Former Supreme Court judge Justice (retired) R.V. Raveendran has said legal provisions introduced by the British to thwart the freedom movement should not be used in a democracy. In his reaction to Justice Dr D.Y. Chandrachud’s recent statement that criminal laws, including anti-terror statutes, should not be misused for quelling dissent, Justice Raveendran said there may be need for a law like that but such draconian laws should not be used to thwart dissent in a democracy.
Speaking to APN News Editor-in-Chief Rajshri Rai on the India Legal show, Justice Raveendran, whose book Anomalies in Law and Justice was recently released, said the people’s confidence in the judiciary is of utmost importance. He was joined on the show by former CJI Justice K. G. Balakrishnan, former Supreme Court judge Justice (retired) B. Sudarshan Reddy and National Law University Visakhapatnam Vice-Chancellor Professor Surya Prakash.
Justice Raveendran said, “The power of the judiciary doesn’t lie in deciding cases or in imposing sentences, (but) it is the public confidence in judiciary that matters.” As long as the judiciary is able to maintain its credibility, democracy is able to survive and sustain and if the judiciary loses its credibility, the survival of democracy would be at stake, he said.
He said, “I am sure the judiciary is in a position to stand up to and face contemporary challenges and serve society in the best possible manner.”
Speaking on access to justice, Justice Raveendran said rich people engage better lawyers, fight their cases better, and because their case is put forward in a better manner, they have a chance of succeeding, whereas, the poor, who do not have the benefit of the best lawyers, are not able to present their cases, therefore, the system provides for appeals, review, and curative petitions.
The checks and balances of the justice system should not be seen just from the point of view of the accused, who has committed a heinous crime, but also from the point of view of an innocent person, who is convicted. Therefore, appeal and further appeal is absolutely necessary, Justice Raveendran said.
Speaking on the challenges for the courts, the need is for them to be vigilant and decide cases quickly. Justice Raveendran said, “When the case of a rich person comes, the court should be vigilant enough to not get carried away by the false evidence.

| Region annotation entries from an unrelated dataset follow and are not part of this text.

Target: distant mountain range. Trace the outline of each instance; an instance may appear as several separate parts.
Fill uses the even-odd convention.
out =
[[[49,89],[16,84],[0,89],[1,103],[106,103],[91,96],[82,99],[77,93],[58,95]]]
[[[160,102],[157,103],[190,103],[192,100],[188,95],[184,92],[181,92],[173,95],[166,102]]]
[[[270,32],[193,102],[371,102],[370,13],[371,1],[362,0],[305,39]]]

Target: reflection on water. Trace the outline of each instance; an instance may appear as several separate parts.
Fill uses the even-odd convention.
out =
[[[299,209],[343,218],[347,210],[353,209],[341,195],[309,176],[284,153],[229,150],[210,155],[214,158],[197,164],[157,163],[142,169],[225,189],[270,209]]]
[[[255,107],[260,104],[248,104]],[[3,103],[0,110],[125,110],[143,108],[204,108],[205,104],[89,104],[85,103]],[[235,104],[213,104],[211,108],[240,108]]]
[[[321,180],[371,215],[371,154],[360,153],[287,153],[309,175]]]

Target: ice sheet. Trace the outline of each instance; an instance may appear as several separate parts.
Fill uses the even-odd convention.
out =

And if the case of a poor person comes, the court should be vigilant enough to remember that he is not able to present his case properly and ensure justice.”
Commenting on the pendency of cases, Justice Raveendran said alternate dispute resolution mechanisms should be encouraged.
Congratulating Justice Raveendran for his book, Justice B. Sudarshan Reddy said the book was not mere reading material and ought to be studied.
Asked about the challenges faced by the judiciary and the role of bodies, such as the Law Commission, he said: “It is the constitutional duty and obligation of Parliament and the legislature to amend, modify, rationalise and repeal laws as law making is essentially the function of the legislature. Moreover, the Law Commission’s role is only recommendatory. The jurists may make their opinions.”
When asked about the feasibility of increasing judges’ retirement age, he said that the experience of judges must be used and the age of retirement can be increased to 70.
Speaking on the multiplicity of laws and the seriousness to rationalise laws, former CJI Justice K. G. Balakrishnan said multiplicity of laws is not a real problem but the multiplicity of authorities created by the laws is creating problems. On archaic laws, Justice Balakrishnan said there should be a very efficient committee of top professors, jurists to come up with proper amendments to such laws.
When asked of similar cases before benches and judges may give different decisions, with varying sentences, fines, he said that there is always some personal prejudice with every judge, their own philosophy that comes into play. However, an experienced judge would know what is the sentence to be imposed.
Speaking on the corrections needed in the justice system, Professor Surya Prakash said the country has been following the same Indian Penal Code (IPC) from 1861 till today and there are some procedural defects in the system, like the abandoning of the jury system, and there are some mismatches between the IPC and the Code of Criminal Procedure (CrPc).
On political parties and their ideology impacting law making, Justice Raveendran said: “In a democracy, people vote for different parties with different philosophies, therefore, it is expected that parties make laws which suit their political philosophies.”
“Only the constitutionality (of a law) can be examined by the courts, not the wisdom behind it. Therefore, one must realise that the courts also have their limitations,” Justice Raveendran said.